David and Abigail Knight seem to be doing the right thing in their joint buy-to-let operation in the Surbiton area. They now have 24 properties worth about £4 million. For a start, they have complementary skills - he is a banker, she an interior designer, and they look at their properties with detachment, rather than as surrogate homes. The decor, for example, is not used as a showcase for Abi's skills. "The way I would do up a property is not the way I would do up my house," she says. "Our properties are clean and modern but not boring. People want a canvas on which to paint their personality." They also choose properties as investments, when many couples look on them as status symbols."We started with one-bedroom flats and moved into multiple-occupancy houses and student homes," says Abi.
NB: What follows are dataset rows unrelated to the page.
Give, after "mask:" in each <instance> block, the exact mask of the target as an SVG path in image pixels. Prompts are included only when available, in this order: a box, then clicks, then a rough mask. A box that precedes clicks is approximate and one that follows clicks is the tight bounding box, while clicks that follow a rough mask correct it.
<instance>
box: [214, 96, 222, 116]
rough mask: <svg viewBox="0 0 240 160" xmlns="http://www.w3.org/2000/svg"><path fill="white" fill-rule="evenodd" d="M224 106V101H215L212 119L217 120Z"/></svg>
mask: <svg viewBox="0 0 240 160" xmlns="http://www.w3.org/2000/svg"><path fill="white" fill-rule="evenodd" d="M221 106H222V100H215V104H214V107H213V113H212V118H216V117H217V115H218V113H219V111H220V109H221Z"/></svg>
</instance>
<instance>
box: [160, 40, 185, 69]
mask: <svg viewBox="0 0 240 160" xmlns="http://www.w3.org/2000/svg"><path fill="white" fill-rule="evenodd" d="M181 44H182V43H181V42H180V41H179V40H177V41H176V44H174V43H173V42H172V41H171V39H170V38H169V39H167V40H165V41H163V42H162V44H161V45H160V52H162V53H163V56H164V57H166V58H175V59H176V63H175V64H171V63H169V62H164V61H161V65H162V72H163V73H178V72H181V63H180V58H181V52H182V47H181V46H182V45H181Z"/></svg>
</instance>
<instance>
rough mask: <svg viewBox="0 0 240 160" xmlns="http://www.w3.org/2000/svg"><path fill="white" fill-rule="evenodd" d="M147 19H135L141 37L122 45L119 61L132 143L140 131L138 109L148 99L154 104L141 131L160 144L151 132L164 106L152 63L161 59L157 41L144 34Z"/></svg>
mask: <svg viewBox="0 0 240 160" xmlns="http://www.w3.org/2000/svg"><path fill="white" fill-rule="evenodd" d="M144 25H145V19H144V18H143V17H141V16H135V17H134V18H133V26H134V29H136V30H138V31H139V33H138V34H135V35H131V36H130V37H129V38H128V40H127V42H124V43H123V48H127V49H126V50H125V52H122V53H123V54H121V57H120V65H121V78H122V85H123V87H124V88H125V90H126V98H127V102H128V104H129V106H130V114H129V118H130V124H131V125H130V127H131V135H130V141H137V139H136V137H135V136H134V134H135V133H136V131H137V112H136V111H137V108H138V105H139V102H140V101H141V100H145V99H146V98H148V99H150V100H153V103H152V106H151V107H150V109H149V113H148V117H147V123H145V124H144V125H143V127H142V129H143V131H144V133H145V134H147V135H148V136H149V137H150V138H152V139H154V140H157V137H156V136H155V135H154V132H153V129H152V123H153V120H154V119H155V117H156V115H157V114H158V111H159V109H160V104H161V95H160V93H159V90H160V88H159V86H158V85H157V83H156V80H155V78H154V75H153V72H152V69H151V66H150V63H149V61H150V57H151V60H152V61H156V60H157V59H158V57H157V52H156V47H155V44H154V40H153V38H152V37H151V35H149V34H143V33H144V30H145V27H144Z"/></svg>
David clearly does not want Abi to feel that all he does is sit in his office and stare at a computer screen. "I get involved with finance and rent collection and most of the maintenance issues - today I unblocked a toilet, hung curtains and fitted a shower. If something goes wrong I have to fix it," he says. The couple also collaborate on their main mission, which is running soul-healing workshops, a business subsidised by their property.

Successful though the Knights may be, lettings agents, who see more buy-to-let landlords than most people, are cynical about husband and wife teams. Leslie Harrison, a lettings manager at Jackson Stops & Staff, says: "I have never encountered a husband and wife team that didn't argue. They always look at properties as somewhere they would like to live, rather than at investment suitability."